Definition at line 106 of file ContinuousDistribution2Dim.java.
| double umontreal.ssj.probdistmulti.ContinuousDistribution2Dim.cdf | ( | double | a1, |
| double | a2, | ||
| double | b1, | ||
| double | b2 ) |
Computes the cumulative probability in the square region.
\[ P[a_1 \le X \le b_1,\: a_2 \le Y \le b_2] = \int_{a_1}^{b_1} dx \int_{a_2}^{b_2} dy f(x, y). \]
| a1 | \(x\) lower limit of the square |
| a2 | \(y\) lower limit of the square |
| b1 | \(x\) upper limit of the square |
| b2 | \(y\) upper limit of the square |
Definition at line 126 of file ContinuousDistribution2Dim.java.
|
abstract |
Computes the distribution function \(F(x, y)\):
\[ F(x, y) = P[X\le x, Y \le y] = \int_{-\infty}^x ds \int_{-\infty}^y dt f(s, t). \]
| x | value \(x\) at which the distribution function is evaluated |
| y | value \(y\) at which the distribution function is evaluated |
Reimplemented in umontreal.ssj.probdistmulti.BiNormalDist, umontreal.ssj.probdistmulti.BiNormalDonnellyDist, umontreal.ssj.probdistmulti.BiNormalGenzDist, and umontreal.ssj.probdistmulti.BiStudentDist.
|
abstract |
Returns \(f(x, y)\), the density of \((X, Y)\) evaluated at \((x, y)\).
| x | value \(x\) at which the density is evaluated |
| y | value \(y\) at which the density is evaluated |
Reimplemented in umontreal.ssj.probdistmulti.BiNormalDist, and umontreal.ssj.probdistmulti.BiStudentDist.

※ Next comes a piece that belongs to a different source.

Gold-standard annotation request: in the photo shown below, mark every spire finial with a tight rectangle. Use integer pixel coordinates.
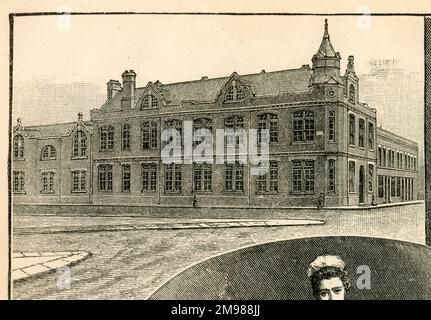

| double umontreal.ssj.probdistmulti.ContinuousDistribution2Dim.density | ( | double[] | x | ) |
Simply calls density (x[0], x[1]).
| x | point \((x[0], x[1])\) at which the density is evaluated |
Reimplemented from umontreal.ssj.probdistmulti.ContinuousDistributionMulti.
Definition at line 80 of file ContinuousDistribution2Dim.java.
| int umontreal.ssj.probdistmulti.ContinuousDistribution2Dim.decPrec = 15 |
Defines the target number of decimals of accuracy when approximating a distribution function, but there is no guarantee that this target is always attained.
Definition at line 51 of file ContinuousDistribution2Dim.java.